Peru court reverses ex-president Alberto Fujimori’s pardon

Alberto Fujimori
Fujimori is admired by many in Peru for ruthlessly crushing Maoist rebels in the 1990s, ending a conflict that cost tens of thousands of lives.

A court in Peru has reversed a pardon granted to the country’s ex-president, Alberto Fujimori.

Fujimori was pardoned in December on health grounds, nine years after being found guilty of having links to a death squad and two massacres.

But a court ordered him back to jail after a victims’ group won an appeal against the decision, made by then-president, Pedro Pablo Kuczynski.

Fujimori, who led Peru in the 1990s, will fight the ruling, his lawyer said.

His daughter Keiko, who leads the main opposition Popular Force party, told reporters the decision was “inhuman” and “unjust”.

Most Peruvians had assumed Fujimori, now 80, would be in prison for the rest of his life after being sentenced to 25 years in 2009, having been convicted of ordering the killings of 25 people by a government-backed death squad during Peru’s internal conflict.

But in December 2017, he was taken from prison to a hospital in the capital, Lima, because of health concerns; he was suffering from low blood pressure and abnormal heart rhythm.

Mr Kuczynski, who resigned in March over a vote-buying scandal, gave him a pardon the same month, prompting protests in Lima – even as Fujimori’s supporters celebrated outside the city hospital where he was being treated.
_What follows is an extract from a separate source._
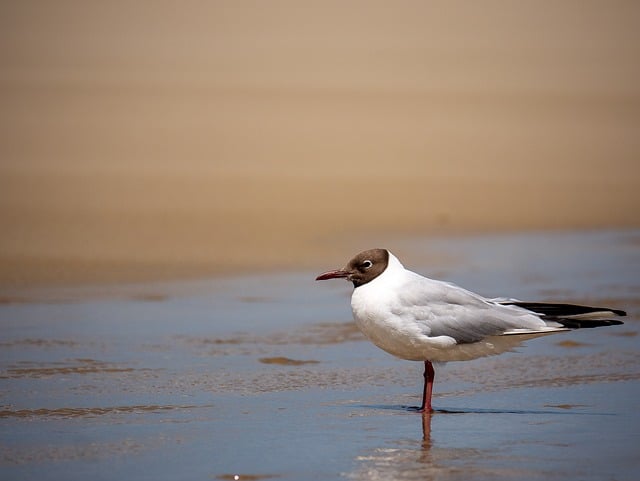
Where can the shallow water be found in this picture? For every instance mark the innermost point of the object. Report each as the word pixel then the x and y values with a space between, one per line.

The pardon was widely seen as part of a political deal. Mr Kuczynski had narrowly avoided impeachment, with the support of Fujimori’s supporters, three days earlier.

Carlos Rivera, who is representing victims’ family members, said the decision to reverse the pardon “re-establishes the right to justice for the family members of the victims”.

Fujimori is admired by many in Peru for ruthlessly crushing Maoist rebels in the 1990s, ending a conflict that cost tens of thousands of lives.

But his critics say he is a corrupt dictator who was rightfully jailed for ordering the killings of innocent peasants.